Russell ist trotz seines auftrumpfenden Temperaments immer auch der, der mehr, der weiter denken kann als alle vergleichbaren »Freidenker«. Zum Beispiel: »Ich behaupte nicht, beweisen zu können, dass es keinen Gott gibt.« Aber gleich der nächste Satz hebt diesen vernünftig daherkommenden Satz fast auf: »Ich kann auch nicht beweisen, dass der Teufel eine Fiktion ist.« Womit doch gemeint ist: Der Teufel und Gott, beide sind eine Fiktion.

Die Epochen, in denen es noch sinnvoll zu sein schien, Gottesbeweise zu führen, sind längst vorbei. Aber für Russell war es fast lebenslänglich notwendig, immer wieder vorzutragen, warum er kein Christ sei. Das stellt er in immer neuen Versionen vor. Zusammenfassend darf man sagen, dass es für ihn nicht weniger als eine Zumutung gewesen wäre, Christ zu sein. Es vertrüge sich nicht mit dem Rang eines Denkers, der die Principia Mathematica geschrieben hatte, die Schrift On Denoting und so vieles mehr.

Das glaube ich zu verstehen, aber eines verstehe ich nicht, und das muss ich gleich auf mich lenken, auf mich reduzieren: Ich verstehe nicht, warum jemand, der so deutlich die Abwesenheit Gottes erlebt, warum dem dann Gott nicht fehlt. Ich konnte verstehen, dass er sich zwar in die obsolete Debatte, ob es Gott gebe oder nicht gebe, nicht verstricken lassen wollte, aber ich musste auch erleben, dass ihm nichts fehlte, wenn es Gott nicht gäbe.

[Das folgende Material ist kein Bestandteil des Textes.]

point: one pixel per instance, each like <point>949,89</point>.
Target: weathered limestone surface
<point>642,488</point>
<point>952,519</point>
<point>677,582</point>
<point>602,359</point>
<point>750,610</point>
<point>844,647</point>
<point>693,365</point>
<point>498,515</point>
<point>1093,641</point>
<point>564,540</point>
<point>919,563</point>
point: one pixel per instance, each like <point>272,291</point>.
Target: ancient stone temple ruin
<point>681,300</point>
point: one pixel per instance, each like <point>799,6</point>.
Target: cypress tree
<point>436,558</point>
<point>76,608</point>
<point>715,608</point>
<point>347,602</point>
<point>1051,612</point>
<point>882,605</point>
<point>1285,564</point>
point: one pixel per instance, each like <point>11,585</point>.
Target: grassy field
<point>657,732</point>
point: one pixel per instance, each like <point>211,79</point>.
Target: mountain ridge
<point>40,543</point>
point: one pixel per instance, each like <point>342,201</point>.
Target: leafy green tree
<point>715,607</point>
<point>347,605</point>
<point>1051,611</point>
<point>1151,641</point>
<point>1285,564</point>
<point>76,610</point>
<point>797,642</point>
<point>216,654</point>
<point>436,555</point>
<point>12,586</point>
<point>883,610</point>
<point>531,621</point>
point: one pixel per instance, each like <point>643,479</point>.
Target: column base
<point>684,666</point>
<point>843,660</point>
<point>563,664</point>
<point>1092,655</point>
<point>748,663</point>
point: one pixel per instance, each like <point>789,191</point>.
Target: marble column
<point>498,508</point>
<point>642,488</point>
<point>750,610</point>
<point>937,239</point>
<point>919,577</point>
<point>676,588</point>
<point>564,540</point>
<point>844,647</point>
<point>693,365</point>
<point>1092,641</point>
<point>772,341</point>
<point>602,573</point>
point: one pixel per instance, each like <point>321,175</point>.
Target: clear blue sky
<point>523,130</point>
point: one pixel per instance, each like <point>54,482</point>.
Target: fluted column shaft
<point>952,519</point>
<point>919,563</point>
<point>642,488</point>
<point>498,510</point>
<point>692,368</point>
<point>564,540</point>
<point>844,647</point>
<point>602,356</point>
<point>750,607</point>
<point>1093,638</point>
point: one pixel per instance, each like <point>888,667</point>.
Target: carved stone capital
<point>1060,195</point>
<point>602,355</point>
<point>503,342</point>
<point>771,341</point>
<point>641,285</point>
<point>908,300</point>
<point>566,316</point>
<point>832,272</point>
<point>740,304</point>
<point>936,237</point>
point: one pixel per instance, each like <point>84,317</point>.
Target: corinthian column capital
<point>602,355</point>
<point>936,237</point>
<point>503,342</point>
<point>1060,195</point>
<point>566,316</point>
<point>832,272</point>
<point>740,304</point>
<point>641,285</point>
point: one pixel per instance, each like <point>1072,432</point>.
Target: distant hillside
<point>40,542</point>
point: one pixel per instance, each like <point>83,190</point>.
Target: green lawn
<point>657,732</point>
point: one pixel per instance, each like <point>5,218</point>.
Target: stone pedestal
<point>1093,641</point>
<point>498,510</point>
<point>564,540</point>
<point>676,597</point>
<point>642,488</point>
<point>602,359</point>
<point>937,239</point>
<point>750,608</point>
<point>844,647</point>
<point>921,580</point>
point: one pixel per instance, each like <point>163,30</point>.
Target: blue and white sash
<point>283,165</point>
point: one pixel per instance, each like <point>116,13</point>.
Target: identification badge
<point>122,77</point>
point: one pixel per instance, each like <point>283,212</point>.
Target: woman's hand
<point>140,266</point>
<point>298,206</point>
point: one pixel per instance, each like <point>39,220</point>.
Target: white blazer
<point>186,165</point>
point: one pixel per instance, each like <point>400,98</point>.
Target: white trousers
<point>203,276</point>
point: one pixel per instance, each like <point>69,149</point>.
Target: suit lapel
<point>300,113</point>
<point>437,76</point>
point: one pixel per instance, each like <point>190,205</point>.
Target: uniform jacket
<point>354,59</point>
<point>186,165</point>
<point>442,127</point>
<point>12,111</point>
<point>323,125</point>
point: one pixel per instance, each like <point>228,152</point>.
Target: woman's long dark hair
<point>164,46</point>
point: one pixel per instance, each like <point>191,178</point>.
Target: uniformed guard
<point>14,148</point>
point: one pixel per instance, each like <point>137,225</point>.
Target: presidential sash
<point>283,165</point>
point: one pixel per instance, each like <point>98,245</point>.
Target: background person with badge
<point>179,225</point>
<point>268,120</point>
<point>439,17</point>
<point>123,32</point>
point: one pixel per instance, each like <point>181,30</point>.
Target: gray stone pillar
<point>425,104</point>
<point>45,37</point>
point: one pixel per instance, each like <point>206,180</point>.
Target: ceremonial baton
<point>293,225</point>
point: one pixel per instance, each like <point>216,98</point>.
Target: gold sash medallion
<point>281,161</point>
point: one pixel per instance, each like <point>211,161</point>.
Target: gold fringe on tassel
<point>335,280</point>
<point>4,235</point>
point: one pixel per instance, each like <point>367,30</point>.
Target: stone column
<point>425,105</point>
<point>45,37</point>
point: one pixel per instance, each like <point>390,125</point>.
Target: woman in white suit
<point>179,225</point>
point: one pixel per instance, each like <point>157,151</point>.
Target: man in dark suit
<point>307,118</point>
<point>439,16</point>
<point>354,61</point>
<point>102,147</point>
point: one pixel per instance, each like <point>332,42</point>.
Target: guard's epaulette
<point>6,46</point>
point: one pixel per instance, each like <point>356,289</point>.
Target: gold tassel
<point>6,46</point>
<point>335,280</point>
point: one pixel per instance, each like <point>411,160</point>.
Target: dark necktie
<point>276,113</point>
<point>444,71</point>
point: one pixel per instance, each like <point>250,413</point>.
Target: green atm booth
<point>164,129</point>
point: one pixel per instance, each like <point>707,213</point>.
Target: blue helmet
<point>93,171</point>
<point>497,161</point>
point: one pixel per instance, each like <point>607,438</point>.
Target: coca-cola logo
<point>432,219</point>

Von da an wuchs in mir das Bedürfnis, dem wahrlich übergroßen Philosophen eine Ergänzungsbedürftigkeit nachzusagen. Das will ich tun. Und ich behaupte einmal leichtfertig: Ob ich das darf, entscheidet nicht die Zuständigkeit, sondern das Bedürfnis, das ich auch die persönliche Notwendigkeit nennen könnte. Ich kann auch einen Satz von ihm selber herrufen: »Unserer Erkenntnis von Wahrheit ist immer ein Schuss Zweifel beigemischt, und eine Theorie, die diesen Umstand vernachlässigt, wäre schlicht falsch.« Das hat er 1912 gesagt. Und 1951 veröffentlichte er im New York Times Magazine einen Dekalog unter dem Titel »Die beste Antwort auf Fanatiker: Liberalismus«. Das erste Gebot hieß: »Fühle dich keiner Sache völlig gewiss.«

Dass Gott, wenn es ihn nicht gibt, fehlt, das ist meine Erfahrung. Und gleichzeitig wäre alles anders, als es ist, wenn es ihn gäbe; mir waren immer zwei Aussagen gleich weit weg: Den Satz, es gebe Gott, kann ich so wenig nachsagen wie den Satz, dass es ihn nicht gebe. Ich habe in dieser Unentscheidbarkeit gelebt und erfahren, dass es nicht nur mir so geht. Ich habe gelesen, von Augustinus bis Karl Barth. Aber ich habe auch erlebt, wie in den Künsten vorkommt, was wir Religion nennen. In der Literatur, in der Malerei, in der Musik. Von Dante bis Dostojewski. Von Michelangelo bis Tübke. Von Bach bis Bruckner.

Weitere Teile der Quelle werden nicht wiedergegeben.